In his ruling of a six-month sentence suspended for three years, Presiding Judge Kenji Shimotsu said that Ghosn, 67, had “unpaid remuneration” that should have been disclosed according to the Financial Instruments and Exchange Law. Former Nissan Representative Director Kelly, 65, was found guilty of a part of the charges related to violating that law, but acquitted of most other charges.
Prosecutors had sought a two-year prison term for Kelly.
The court ordered Nissan, indicted based on a dual liability provision of the law, to pay a fine of ¥200 million, in line with what prosecutors had demanded.
Kelly had been indicted on charges of conspiracy with Ghosn and others to falsely state that Ghosn’s executive remuneration for the eight fiscal years through the end of March 2018 was about ¥7.9 billion in Nissan’s financial reports.

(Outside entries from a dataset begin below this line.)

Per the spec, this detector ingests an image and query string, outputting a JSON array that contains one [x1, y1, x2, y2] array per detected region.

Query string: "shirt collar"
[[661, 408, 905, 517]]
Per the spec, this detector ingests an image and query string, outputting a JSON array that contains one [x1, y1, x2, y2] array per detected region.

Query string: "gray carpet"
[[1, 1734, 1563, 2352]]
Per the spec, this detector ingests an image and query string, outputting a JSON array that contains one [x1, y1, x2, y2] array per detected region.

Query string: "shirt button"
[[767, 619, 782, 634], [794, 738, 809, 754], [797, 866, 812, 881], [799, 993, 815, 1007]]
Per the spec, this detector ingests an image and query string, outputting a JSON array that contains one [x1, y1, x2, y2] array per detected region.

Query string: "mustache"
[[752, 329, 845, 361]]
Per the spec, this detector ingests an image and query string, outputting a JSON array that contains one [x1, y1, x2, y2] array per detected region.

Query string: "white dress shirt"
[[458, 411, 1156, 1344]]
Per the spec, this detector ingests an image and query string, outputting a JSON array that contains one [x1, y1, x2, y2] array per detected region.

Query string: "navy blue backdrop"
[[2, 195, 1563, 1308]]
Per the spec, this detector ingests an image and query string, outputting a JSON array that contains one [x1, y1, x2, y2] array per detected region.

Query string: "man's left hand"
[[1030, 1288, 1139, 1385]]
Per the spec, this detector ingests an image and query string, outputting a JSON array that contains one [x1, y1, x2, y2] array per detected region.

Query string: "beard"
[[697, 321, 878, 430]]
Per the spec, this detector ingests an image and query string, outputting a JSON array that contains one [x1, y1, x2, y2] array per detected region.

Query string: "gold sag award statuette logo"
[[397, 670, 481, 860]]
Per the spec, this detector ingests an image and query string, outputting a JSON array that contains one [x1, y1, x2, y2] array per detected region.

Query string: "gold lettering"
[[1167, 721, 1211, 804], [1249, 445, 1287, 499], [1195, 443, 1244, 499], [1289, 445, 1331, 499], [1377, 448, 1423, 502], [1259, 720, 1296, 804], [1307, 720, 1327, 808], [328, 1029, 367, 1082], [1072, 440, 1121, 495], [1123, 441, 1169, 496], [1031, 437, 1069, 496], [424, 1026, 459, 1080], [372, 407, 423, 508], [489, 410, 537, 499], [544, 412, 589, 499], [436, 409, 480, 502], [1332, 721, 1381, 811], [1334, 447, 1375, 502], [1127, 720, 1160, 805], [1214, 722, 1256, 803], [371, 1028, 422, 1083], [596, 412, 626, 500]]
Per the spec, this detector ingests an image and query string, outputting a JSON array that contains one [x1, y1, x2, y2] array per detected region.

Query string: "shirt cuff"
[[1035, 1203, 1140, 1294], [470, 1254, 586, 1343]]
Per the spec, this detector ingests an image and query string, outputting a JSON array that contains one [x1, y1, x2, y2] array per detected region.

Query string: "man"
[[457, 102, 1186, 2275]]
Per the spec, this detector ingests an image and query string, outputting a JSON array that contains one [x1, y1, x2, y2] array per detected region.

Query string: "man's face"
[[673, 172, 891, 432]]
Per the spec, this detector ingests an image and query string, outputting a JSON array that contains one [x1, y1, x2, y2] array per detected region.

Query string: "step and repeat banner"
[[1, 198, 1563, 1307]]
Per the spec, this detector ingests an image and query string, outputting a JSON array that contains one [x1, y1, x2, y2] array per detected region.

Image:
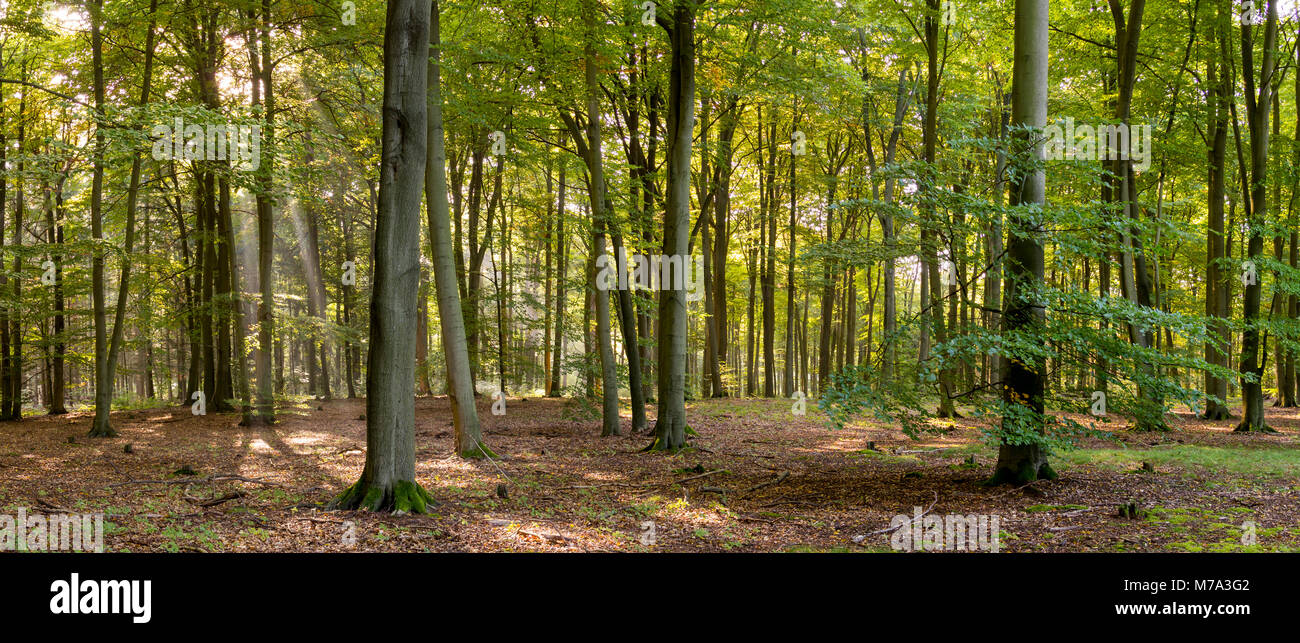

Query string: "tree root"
[[328, 479, 436, 514]]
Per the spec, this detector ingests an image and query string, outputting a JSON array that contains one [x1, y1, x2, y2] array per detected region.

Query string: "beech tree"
[[990, 0, 1053, 484], [330, 0, 435, 512]]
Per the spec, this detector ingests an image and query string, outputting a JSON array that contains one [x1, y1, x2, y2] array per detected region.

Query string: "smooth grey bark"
[[991, 0, 1056, 484], [330, 0, 435, 512], [647, 1, 695, 451]]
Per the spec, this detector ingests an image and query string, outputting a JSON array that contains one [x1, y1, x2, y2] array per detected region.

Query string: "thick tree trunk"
[[990, 0, 1056, 484], [332, 0, 437, 512]]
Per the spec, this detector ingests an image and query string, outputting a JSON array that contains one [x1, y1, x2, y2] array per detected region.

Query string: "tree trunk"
[[1203, 19, 1232, 420], [548, 160, 567, 397], [427, 0, 490, 458], [1236, 1, 1278, 432], [647, 1, 695, 451], [87, 0, 113, 436], [331, 0, 437, 512], [990, 0, 1055, 484]]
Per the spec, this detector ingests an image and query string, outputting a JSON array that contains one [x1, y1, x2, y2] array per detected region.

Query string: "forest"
[[0, 0, 1298, 554]]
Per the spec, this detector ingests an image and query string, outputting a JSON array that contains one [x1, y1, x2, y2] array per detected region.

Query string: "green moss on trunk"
[[328, 478, 436, 513], [986, 461, 1057, 486], [459, 443, 499, 459], [1233, 422, 1279, 434]]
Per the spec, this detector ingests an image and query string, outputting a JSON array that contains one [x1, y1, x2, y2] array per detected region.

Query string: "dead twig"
[[853, 491, 940, 543], [184, 491, 248, 507], [675, 469, 728, 484], [745, 471, 789, 494], [108, 474, 280, 488]]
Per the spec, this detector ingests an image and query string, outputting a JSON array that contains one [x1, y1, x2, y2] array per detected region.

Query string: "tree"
[[990, 0, 1054, 484], [86, 0, 111, 436], [90, 0, 158, 437], [646, 0, 696, 451], [1235, 0, 1279, 433], [1202, 0, 1232, 421], [426, 0, 490, 459], [251, 0, 277, 424], [330, 0, 436, 513]]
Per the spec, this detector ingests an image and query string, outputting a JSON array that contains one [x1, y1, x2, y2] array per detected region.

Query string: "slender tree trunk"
[[87, 0, 113, 436], [426, 0, 490, 458], [647, 1, 695, 451], [548, 160, 567, 397], [1237, 1, 1278, 432]]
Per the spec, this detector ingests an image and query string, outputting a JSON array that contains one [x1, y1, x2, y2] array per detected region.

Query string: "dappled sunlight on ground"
[[1, 396, 1298, 552]]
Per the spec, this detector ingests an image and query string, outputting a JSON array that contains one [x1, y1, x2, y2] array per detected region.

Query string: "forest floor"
[[3, 394, 1299, 553]]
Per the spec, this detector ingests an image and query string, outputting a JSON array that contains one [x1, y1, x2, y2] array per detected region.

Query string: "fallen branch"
[[675, 469, 728, 484], [31, 497, 72, 513], [185, 491, 248, 507], [108, 474, 280, 488], [852, 491, 940, 543], [517, 528, 573, 544], [745, 471, 789, 494]]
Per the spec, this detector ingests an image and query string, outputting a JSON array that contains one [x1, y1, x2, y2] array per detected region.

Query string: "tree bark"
[[426, 0, 490, 458], [647, 1, 695, 451], [332, 0, 437, 512], [990, 0, 1056, 484]]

This figure was about ¥9.1 billion lower than the ¥17 billion Ghosn was supposed to receive.
The court ruled that the total amount of Ghosn’s remuneration stated in the financial reports should have included the unpaid portion. It found that Ghosn and Toshiaki Onuma, another former Nissan executive, had conspired to make the false reports over the eight-year period. Onuma, 63, had entered a plea bargain with the special investigation squad of the Tokyo District Public Prosecutors Office, a system that was introduced in Japan in 2018.

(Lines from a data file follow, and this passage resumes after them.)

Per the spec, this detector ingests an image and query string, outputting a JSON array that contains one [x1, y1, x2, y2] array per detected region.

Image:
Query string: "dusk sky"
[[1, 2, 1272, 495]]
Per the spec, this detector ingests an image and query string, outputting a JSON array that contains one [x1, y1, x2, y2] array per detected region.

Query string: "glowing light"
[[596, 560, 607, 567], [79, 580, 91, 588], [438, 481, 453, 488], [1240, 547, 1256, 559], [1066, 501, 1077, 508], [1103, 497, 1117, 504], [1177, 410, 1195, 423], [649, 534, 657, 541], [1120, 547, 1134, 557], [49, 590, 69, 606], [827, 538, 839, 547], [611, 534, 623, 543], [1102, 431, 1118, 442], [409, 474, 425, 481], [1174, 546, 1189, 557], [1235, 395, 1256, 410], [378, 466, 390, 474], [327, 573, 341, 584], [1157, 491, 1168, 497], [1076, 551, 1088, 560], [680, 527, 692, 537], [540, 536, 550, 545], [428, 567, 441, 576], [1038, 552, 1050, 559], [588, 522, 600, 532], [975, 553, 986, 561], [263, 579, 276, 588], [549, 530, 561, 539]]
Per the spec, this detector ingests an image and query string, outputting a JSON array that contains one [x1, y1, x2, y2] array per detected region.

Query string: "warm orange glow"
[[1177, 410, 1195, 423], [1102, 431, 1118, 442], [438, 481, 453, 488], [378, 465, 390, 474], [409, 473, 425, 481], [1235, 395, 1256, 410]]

Kelly, the court said, had been unaware of the “unpaid remuneration” entitled to Ghosn for the seven fiscal years through March 2017. It ruled that Kelly had conspired with Ghosn and others only for the reports for the fiscal year ending March 2018.
Ghosn has also been charged for aggravated breach of trust under the Companies Law for misuse of Nissan funds. Because Ghosn fled to Lebanon, no prospects are in sight for his trial.